Empathy could be the first step to solidarity – click, share, engage. Warren must have been conscientised and radicalised somehow. In 2006 I drove all the way up the US-Mexican border from Brownsville, Texas, where Angie Valeria and Óscar were found, to San Diego. On the way I spoke to Armando Alarcón, who was carried over the Rio Grande by his father when he was Angie Valeria’s age. When Alarcón saw a news story about the body of an eight-year-old girl found by a border patrol after she had been abandoned by her smuggler, he bought a Cessna 172 plane and founded a group called Paisanos al Rescate – Fellow Countrymen to the Rescue.
Alarcón and his fellow humanitarians flew over the border with two-litre bottles of water, looking for migrants who were crossing. The bottles had parachutes attached, and little diagrams explaining the immigrants’ options. If they were in trouble and wanted to be rescued, they should lie down and the pilot would call the border patrol; if they didn’t want to be rescued, they should stand up and wave, and the pilot would drop more water and move on.
“The majority who die out there are old people and little kids,” said Alarcón. “I just don’t care really what people say about it or if they don’t like it. It’s humanitarian work. It’s not illegal.” It wasn’t then. It could be now.

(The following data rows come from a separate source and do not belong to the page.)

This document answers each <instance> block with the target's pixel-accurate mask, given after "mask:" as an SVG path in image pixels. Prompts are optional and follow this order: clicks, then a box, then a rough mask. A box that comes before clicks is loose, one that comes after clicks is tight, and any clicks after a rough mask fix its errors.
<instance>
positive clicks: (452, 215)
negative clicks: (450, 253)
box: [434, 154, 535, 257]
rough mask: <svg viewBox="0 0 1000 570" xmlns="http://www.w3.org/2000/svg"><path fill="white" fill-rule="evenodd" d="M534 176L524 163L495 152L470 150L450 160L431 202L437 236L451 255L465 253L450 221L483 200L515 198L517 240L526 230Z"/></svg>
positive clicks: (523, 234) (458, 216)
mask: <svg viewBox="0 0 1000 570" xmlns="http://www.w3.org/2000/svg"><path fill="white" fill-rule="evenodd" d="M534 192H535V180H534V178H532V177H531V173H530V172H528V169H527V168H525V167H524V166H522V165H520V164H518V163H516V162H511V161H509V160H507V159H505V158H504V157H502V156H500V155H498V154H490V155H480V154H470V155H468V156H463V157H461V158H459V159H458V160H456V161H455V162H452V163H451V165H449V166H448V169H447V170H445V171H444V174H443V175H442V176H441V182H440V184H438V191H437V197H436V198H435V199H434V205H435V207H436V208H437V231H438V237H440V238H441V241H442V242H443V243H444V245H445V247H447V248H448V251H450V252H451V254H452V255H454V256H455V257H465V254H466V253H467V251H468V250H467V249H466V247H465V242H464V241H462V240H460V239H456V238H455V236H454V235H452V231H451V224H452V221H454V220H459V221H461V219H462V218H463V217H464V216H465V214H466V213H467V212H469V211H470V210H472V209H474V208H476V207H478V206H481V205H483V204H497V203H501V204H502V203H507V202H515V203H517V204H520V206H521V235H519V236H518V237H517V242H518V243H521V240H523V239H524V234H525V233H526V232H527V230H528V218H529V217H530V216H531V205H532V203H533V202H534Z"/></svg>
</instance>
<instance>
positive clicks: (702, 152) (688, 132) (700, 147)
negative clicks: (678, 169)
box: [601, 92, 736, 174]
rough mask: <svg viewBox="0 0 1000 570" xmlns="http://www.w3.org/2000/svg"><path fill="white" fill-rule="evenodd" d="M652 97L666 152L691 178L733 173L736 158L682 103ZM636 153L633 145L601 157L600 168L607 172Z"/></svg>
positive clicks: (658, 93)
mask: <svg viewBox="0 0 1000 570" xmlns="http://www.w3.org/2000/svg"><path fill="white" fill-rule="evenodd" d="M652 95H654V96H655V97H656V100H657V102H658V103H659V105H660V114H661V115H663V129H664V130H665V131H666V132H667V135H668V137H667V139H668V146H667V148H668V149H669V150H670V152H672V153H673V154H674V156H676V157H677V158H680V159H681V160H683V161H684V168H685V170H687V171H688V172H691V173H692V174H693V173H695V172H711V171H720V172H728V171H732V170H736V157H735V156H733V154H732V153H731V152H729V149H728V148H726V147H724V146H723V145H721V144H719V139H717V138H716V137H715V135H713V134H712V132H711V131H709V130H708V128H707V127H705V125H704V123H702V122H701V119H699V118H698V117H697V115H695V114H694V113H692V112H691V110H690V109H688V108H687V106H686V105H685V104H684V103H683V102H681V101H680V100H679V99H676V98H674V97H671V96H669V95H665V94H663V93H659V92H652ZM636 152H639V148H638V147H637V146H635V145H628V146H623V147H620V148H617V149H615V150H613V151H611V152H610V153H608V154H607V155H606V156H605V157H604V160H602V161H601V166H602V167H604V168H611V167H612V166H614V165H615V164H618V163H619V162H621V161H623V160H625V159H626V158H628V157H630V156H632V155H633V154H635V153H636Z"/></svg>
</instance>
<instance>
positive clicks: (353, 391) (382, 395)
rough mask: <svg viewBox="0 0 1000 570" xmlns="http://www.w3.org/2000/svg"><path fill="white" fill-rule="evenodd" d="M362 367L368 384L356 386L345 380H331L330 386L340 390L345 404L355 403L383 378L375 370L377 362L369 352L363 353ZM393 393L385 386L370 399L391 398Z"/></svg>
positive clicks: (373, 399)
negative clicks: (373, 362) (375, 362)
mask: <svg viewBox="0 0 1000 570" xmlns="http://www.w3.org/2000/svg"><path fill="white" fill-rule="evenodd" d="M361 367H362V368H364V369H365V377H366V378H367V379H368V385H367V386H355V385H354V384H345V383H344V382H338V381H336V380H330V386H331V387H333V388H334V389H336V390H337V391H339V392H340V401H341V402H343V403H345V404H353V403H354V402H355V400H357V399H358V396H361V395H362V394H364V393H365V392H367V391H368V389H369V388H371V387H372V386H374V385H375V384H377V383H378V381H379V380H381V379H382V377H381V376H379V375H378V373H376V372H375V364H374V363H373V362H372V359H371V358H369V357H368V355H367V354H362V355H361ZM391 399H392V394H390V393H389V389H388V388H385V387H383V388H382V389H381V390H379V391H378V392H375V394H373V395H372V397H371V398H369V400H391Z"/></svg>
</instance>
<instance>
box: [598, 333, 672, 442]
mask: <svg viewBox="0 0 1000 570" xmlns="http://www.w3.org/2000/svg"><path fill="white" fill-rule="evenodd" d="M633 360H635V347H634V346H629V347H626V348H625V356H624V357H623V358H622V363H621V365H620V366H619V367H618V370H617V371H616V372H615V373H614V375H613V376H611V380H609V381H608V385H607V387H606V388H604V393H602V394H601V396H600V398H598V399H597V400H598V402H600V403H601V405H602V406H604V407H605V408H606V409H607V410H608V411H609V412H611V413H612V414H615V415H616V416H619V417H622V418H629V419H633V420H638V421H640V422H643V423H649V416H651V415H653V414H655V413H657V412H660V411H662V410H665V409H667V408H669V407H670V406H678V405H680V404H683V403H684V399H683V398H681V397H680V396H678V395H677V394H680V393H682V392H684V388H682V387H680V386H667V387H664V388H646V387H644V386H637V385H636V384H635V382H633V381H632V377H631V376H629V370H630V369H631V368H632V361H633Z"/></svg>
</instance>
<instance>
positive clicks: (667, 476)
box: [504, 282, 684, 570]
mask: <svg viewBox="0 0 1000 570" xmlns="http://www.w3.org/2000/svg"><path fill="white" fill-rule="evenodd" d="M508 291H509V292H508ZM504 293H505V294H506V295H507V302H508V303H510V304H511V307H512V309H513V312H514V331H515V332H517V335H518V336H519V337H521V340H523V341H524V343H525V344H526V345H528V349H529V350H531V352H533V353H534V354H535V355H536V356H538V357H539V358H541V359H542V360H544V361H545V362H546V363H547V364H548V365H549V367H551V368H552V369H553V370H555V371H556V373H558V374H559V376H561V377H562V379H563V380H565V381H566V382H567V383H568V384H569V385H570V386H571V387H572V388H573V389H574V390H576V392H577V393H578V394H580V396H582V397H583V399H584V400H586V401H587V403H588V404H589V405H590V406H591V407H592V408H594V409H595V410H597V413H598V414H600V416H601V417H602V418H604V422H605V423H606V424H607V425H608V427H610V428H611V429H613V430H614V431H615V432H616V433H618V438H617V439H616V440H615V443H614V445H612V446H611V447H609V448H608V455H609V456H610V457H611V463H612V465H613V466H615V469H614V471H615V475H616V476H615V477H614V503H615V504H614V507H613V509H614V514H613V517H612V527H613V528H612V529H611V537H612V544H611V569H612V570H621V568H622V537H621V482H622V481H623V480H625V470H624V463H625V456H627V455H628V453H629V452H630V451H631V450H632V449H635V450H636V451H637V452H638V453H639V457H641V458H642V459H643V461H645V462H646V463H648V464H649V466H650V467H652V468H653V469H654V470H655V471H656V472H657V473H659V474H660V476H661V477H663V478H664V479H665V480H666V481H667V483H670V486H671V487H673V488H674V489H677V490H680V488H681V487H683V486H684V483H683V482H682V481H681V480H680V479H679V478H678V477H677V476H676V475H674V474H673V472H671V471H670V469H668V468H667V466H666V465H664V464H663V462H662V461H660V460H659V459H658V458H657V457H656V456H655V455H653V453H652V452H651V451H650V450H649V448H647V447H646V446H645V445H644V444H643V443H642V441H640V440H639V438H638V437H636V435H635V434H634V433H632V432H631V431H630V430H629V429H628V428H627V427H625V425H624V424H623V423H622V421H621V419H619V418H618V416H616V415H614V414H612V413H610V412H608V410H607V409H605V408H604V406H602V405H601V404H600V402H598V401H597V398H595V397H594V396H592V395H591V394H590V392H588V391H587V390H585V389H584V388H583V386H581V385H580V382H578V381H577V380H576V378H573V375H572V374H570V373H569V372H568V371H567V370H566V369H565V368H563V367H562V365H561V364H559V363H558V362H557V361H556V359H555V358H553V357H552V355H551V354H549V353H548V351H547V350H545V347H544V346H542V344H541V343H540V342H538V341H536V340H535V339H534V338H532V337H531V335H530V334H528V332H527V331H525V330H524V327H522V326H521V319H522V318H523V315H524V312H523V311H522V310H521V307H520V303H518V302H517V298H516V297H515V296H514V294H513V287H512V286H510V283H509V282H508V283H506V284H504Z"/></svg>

But all too often, these moments stop at the performative outrage of clicking and sharing. Those who hope the picture of Óscar and Angie Valeria will have the same impact as the picture of Alan Kurdi, the three-year-old Syrian child whose body washed up on the Turkish coast, should be careful what they wish for. For an intense period Kurdi’s image stoked interest and anger, donations to refugee groups rose, xenophobic rhetoric was toned down. But soon, things returned to abnormal. Support for far-right parties grew, donations fell, policies reverted.
There are two other things we can learn from both Alarcón and Alan when it comes to this picture.
The first is that it is bigger than just Donald Trump. There is a lot we can and should blame Trump for when it comes to the treatment of immigrants. This is the man who has galvanised popular xenophobia to obscene levels, and separated children from their parents at the border. An Associated Press report earlier this month from a Texas border patrol station described how a guard had handed a few girls, aged between 10 and 15, a two-year-old boy to look after. When the legal team saw him he was wearing a mucus-stained T-shirt but no nappy, and had wet himself.
That same week a government lawyer, Sarah Fabian, told a three-judge panel at the circuit court of appeals in San Francisco that soap and beds were not essential for detained migrant children.
But the truth is that while Trump has exacerbated a bad situation, he did not create it. Back in 2006 the author and lecturer Mike Davis, who lives in San Diego, described the border to me as “the most extreme economic precipice on the planet”.
The second is that this is bigger than just America. A German rescue boat brought 42 shipwrecked refugees into Italy earlier this month, prompting threats of fines from the Italian government. Four years ago the British government persuaded the rest of Europe to stop supporting search and rescue missions for sinking vessels because it was a “pull factor”. When they stopped trying to save drowning people, they duly drowned.
This is a global tragedy. Just as Trump has his counterparts in power in Hungary, Australia, Italy and Britain, so Óscar and Angie Valeria have their peers in Syria and Libya, and at the bottom of the Mediterranean and Caribbean seas. People are not simply seeking a better life. They are also fleeing a worse one, in which we are implicated. All too often they are fleeing dictators we are propping up, wars that we have started, weapons we have sold in regions we have destabilised, environmental chaos we have unleashed and poverty we have either bequeathed or imposed. There is pathos in this, but there is policy behind it. They don’t need our sympathy, they need our solidarity.